It’s looking like it has something to do with the handshake?
I’ve confirmed that all devices on the user’s network have the same slow interactions with these fly apps, and had them do some curls and traceroutes to figure out where things are going awry.
With the following CURL command against my app:
curl -v -w "\n\nTime Total: %{time_total}s\nTime Namelookup: %{time_namelookup}s\nTime Connect: %{time_connect}s\nTime Pretransfer: %{time_pretransfer}s\nTime Starttransfer: %{time_starttransfer}s\n" -o /dev/null -s "https://blork.bscotch.net"
On my machine I get:
Time Total: 0.090120s
Time Namelookup: 0.003008s
Time Connect: 0.028445s
Time Pretransfer: 0.059484s
Time Starttransfer: 0.090084s
But on their machines they see things like:
Time Total: 9.002770s
Time Namelookup: 0.007537s
Time Connect: 0.047108s
Time Pretransfer: 8.045415s
Time Starttransfer: 8.449210s
Running the same against debug.fly.dev
isn’t as bad as that, but still 2-5x slower than running it against any other sites (and only when run from this user’s devices).

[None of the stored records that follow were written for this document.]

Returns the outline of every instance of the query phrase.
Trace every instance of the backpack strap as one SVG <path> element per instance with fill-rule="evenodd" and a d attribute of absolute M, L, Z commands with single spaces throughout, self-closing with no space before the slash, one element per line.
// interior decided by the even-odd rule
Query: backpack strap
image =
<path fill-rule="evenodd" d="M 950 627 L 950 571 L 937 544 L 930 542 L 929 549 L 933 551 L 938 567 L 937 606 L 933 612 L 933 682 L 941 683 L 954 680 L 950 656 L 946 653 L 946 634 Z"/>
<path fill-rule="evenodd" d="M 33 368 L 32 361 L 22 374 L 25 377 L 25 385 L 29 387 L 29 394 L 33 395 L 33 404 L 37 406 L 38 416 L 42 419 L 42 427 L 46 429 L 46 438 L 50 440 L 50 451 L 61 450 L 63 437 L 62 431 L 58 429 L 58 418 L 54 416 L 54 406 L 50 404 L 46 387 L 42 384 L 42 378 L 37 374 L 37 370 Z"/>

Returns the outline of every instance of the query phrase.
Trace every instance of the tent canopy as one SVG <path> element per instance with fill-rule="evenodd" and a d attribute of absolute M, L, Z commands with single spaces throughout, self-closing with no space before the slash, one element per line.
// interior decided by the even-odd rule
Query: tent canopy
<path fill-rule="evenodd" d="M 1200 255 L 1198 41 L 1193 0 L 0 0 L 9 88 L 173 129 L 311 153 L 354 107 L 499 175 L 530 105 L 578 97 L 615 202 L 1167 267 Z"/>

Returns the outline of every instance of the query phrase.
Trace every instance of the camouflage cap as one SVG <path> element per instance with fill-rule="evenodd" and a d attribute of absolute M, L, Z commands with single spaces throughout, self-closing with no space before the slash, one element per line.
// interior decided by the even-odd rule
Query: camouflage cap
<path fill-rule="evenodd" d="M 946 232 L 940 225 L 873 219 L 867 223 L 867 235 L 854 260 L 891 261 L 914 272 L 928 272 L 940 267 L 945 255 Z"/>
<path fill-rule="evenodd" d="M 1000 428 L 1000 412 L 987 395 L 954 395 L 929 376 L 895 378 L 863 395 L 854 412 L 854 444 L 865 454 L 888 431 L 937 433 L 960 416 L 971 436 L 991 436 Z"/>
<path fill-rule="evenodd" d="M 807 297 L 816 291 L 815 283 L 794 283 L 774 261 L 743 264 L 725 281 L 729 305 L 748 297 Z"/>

Notably, the first run is always the slowest and subsequent runs are still slow but significantly better.
I had them do a tracert to one of my Fly apps, which yielded this (IPs replaced with X.Y.Z
):
1 1 ms 4 ms 1 ms router.asus.com [X.Y.Z]
2 1 ms 1 ms 1 ms dsldevice.attlocal.net [X.Y.Z]
3 2 ms 2 ms 2 ms X-Y-Z.lightspeed.stlsmo.sbcglobal.net [X.Y.Z]
4 2 ms 2 ms 2 ms X.Y.Z
5 * * * Request timed out.
6 * * * Request timed out.
7 * * * Request timed out.
8 * * * Request timed out.
9 77 ms 13 ms 13 ms X.Y.Z
10 77 ms 13 ms 13 ms be-2111-pe11.350ecermak.il.ibone.comcast.net [X.Y.Z]
11 * * * Request timed out.
12 * * * Request timed out.
13 * 43 ms 42 ms X.Y.Z
They also get nearly identical results for tracerouting debug.fly.dev
.
My trace for the same app is, if anything, worse (but I’m not having any performance problems despite that).
I added durations to my HTTP logs, and found that the slow requests take the same amount of time on-server as everyone else’s, which implies that the slowness occurs before it hits my actual app (or once it leaves).
Digging through the Fly logs, I noticed that the Handshake times include a bunch of really slow entries:
I had the user reload the app in a fresh browser tab, which was again slow as expected, and saw a new Handshake entry appear in this table in the 200ms-1s bucket. I had them repeat it a few times and each time saw another entry in the slow buckets.
Notably, the app uses a websocket connection for realtime updates (reading data) but uses plain requests to send changes. When a user first loads the page, the websocket connection gets established and then a regular request goes out to fetch the initial data. For the affected user, both of these steps are really slow on a fresh load. I assume that both require separate handshakes, which would be consistent with the handshake process being slow for some reason. Further, if they refresh right after the first load, things are still a little slow but much faster than the first time. But if they do so in a new tab, things are very slow again.
The server is configured to stay up even when there’s no traffic, so this isn’t a cold start problem. The app doesn’t have many users (it’s internal for a small team) but they’re all using it all day and I was using the app myself while having the impacted user try things, so even if there could be a cold start problem it wouldn’t be applicable here.
Does it seem like I’m on the right track here with the handshake being the problem? Are there config changes I could make to the apps (their TLS settings?) that might fix the issue? This just started late last week, so maybe a change at Fly could explain this?